Real World Applications

  • @property and @staticmethod: Both are implemented using descriptors.
  • ORMs like Django Models: Fields like IntegerField and CharField use descriptors to validate and manage database records.

Example - Django Models

class CharField:
    def __init__(self, max_length):
        self.max_length = max_length

    def __get__(self, instance, owner):
        return instance.__dict__.get(self.name, "")

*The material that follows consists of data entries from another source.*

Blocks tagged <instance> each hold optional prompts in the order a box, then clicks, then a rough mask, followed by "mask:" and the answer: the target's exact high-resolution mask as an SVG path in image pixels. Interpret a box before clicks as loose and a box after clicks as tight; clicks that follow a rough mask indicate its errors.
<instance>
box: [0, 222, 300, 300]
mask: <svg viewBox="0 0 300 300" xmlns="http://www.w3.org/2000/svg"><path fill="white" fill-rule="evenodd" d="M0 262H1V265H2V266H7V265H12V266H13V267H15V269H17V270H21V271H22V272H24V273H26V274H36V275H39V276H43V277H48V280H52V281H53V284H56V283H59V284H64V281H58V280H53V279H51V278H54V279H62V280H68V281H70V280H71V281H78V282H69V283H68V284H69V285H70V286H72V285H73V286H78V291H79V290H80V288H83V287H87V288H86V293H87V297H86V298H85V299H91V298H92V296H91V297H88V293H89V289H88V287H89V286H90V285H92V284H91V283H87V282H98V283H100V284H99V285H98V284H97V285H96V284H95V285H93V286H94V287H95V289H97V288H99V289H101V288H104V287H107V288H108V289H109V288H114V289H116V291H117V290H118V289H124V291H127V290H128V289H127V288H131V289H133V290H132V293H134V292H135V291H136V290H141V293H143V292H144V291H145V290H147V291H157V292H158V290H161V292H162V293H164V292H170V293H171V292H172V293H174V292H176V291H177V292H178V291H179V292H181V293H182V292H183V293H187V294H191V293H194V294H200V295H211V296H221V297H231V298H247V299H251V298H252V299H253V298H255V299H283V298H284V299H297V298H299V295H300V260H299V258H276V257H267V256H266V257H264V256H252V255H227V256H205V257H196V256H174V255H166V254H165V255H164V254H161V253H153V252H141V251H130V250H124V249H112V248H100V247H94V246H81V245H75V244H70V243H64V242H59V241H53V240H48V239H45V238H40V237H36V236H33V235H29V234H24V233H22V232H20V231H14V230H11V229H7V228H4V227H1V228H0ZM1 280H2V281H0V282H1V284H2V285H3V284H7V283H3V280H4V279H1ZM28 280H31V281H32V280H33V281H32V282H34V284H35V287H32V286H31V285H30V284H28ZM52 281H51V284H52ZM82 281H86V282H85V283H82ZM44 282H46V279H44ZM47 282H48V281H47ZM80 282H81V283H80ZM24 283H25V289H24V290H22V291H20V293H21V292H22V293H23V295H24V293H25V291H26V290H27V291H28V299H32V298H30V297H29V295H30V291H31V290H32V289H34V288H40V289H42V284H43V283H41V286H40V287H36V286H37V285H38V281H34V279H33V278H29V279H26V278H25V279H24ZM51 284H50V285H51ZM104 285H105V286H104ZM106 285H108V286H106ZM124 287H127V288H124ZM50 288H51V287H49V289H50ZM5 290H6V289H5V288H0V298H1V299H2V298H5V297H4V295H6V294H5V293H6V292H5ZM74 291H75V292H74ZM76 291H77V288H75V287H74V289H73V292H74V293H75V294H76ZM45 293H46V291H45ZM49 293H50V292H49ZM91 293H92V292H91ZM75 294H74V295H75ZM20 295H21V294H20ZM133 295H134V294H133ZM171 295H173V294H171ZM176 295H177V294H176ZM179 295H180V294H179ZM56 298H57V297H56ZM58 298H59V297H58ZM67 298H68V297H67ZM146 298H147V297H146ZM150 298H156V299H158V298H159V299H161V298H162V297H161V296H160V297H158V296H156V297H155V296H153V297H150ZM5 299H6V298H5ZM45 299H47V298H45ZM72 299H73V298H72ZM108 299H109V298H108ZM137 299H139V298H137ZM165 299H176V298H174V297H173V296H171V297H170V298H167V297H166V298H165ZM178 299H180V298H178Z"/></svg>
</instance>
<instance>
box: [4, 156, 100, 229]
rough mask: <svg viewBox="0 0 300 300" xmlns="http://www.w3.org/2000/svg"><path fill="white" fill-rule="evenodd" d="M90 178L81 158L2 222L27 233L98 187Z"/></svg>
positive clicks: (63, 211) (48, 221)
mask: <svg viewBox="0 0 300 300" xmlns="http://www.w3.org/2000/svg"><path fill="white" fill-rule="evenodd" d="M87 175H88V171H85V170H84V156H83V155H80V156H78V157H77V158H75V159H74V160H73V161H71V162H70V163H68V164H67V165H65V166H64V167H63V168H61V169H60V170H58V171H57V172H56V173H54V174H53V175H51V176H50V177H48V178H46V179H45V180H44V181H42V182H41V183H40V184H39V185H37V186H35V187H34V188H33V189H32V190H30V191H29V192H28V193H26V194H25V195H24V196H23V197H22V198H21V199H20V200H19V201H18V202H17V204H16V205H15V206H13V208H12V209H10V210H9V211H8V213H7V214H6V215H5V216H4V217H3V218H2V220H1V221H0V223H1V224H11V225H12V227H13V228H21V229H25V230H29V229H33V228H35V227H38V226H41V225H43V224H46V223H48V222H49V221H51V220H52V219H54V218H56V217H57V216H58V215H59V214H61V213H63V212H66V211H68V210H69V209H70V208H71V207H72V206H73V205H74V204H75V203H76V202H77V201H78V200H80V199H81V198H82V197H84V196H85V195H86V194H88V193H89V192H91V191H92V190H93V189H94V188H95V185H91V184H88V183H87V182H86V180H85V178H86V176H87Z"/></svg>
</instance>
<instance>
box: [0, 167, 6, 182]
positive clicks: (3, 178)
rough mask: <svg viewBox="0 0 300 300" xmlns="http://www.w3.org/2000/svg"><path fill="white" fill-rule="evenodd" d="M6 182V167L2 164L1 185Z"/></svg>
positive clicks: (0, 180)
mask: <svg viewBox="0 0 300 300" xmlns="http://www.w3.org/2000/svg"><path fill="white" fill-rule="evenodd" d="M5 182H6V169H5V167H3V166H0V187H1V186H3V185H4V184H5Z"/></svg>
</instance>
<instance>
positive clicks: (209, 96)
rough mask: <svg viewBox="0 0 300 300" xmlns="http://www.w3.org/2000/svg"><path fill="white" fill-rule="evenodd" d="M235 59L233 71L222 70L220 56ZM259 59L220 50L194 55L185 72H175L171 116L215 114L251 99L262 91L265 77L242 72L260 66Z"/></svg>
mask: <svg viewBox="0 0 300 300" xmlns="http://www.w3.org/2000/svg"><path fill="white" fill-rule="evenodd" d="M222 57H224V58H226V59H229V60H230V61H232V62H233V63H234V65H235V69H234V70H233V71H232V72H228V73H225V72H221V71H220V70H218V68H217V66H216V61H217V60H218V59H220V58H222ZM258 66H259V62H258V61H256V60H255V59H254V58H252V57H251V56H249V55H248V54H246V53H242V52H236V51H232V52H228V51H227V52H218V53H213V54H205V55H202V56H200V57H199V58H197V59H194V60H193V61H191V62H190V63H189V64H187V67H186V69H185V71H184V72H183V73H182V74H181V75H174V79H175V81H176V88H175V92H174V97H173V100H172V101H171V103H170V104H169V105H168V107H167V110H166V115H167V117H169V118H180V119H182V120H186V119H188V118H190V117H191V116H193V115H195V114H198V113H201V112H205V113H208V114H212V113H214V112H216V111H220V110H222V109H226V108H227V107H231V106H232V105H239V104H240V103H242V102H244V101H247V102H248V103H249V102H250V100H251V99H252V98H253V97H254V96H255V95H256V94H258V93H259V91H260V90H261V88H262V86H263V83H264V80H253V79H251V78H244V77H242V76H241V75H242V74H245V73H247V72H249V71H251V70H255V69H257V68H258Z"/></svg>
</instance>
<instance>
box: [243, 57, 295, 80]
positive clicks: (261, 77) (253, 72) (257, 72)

    def __set__(self, instance, value):
        if len(value) > self.max_length:
            raise ValueError(f"Value exceeds {self.max_length} characters")
        instance.__dict__[self.name] = value

    def __set_name__(self, owner, name):
        self.name = name

class User:
    username = CharField(max_length=10)

user = User()
user.username = "short"     # Works fine
user.username = "toolongname"  # Raises ValueError

This is how Django's ORM works.

Example - Cached Property

Here’s an example of a descriptor that caches the result of an expensive computation:

class CachedProperty:
    def __init__(self, func):
        self.func = func
        self.name = func.__name__

    def __get__(self, instance, owner):
        if instance is None:
            return self
        value = self.func(instance)
        instance.__dict__[self.name] = value
        return value

class Data:
    @CachedProperty
    def expensive_computation(self):
        print("Computing...")
        return sum(i * i for i in range(1000000))

data = Data()
print(data.expensive_computation)  # Computes and caches the result
print(data.expensive_computation)  # Returns cached result

Example - Logging Attribute Access

Here’s how to implement a logger using descriptors:

class Logger:
    def __get__(self, instance, owner):
        print(f"Accessing attribute in {owner}")
        return instance.__dict__.get(self.name)

    def __set__(self, instance, value):
        print(f"Setting {self.name} to {value}")
        instance.__dict__[self.name] = value

    def __set_name__(self, owner, name):
        self.name = name

class Example:
    attribute = Logger()

obj = Example()
obj.attribute = 10  # Logs: Setting attribute to 10
print(obj.attribute)  # Logs: Accessing attribute

Conclusion

Descriptors are a powerful tool in Python that allow control over attribute behavior. Whether you’re validating data, caching expensive computations, or enhancing attribute access, descriptors provide a clean and reusable way to handle complex logic. By understanding and leveraging descriptors, you can write more Pythonic and maintainable code.